The government’s top executives are far happier with their jobs and pay than rank-and-file employees, according to a report released Wednesday.

Members of the Senior Executive Service rated their satisfaction higher across every category measured, including pay, fairness, empowerment and awards for performance, according to the Partnership for Public Service report.

While SES members scored 82.6 out of a possible 100 in overall satisfaction, all other federal employees scored a 64.0.

The gap was highest in satisfaction with performance-based rewards and career advancement.
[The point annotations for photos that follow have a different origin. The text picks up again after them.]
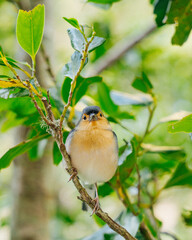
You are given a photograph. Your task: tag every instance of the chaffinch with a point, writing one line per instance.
(93, 148)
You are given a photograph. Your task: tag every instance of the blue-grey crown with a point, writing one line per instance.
(91, 109)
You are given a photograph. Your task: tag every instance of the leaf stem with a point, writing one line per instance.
(73, 83)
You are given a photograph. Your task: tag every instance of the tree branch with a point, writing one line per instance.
(117, 51)
(84, 196)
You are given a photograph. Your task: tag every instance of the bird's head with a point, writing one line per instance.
(92, 117)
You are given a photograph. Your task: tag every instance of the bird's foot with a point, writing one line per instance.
(74, 174)
(97, 205)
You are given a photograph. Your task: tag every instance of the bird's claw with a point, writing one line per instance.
(97, 205)
(74, 174)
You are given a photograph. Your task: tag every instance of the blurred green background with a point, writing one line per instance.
(167, 66)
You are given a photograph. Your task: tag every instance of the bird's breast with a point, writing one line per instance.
(94, 154)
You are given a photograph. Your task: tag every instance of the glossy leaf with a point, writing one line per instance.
(181, 177)
(70, 69)
(184, 125)
(9, 60)
(15, 83)
(77, 39)
(122, 98)
(72, 21)
(37, 151)
(142, 83)
(30, 27)
(80, 89)
(97, 42)
(105, 100)
(57, 157)
(22, 106)
(160, 9)
(19, 149)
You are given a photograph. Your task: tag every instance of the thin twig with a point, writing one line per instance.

SES members rated their satisfaction in these categories at 73.2 while that of all other federal employees was 44.7 — a 28.5 point gap.

The Navy, State Department and NASA had the most satisfied SES employees while the Commerce and Veterans Affairs departments had the least satisfied.

The report said that much of the higher satisfaction among executives can be explained by the higher level of pay and responsibilities SES employees have achieved.

“It is understandable that senior executives may have more positive perceptions of the workplace than all other employees because they have advanced to the highest levels of the organization and are the ones making many of the day-to-day decisions, creating a vision and enjoying more autonomy,” the report said.

But the report warned that too much of a gap could mean a fundamental disconnect between high-level employees and subordinates that could harm the ability of agencies to correct issues and solve personnel problems.

Dan Helfrich, leader of the Federal Human Capital Practice at Deloitte Consulting LLP, which helped create the report, said the gap between SES and lower levels is a “wake-up call” for top-level managers to be more active in engaging employees on issues such as performance appraisals, goal setting and agency objectives.

Agencies also need to make sure they are training and developing managers who can connect with employees, especially during troubled times. “I call it a disconnect, but it’s a disconnect that is addressable,” Helfrich said.

The study is based on responses to the 2012 Federal Employee Viewpoint Survey administered by the Office of Personnel Management.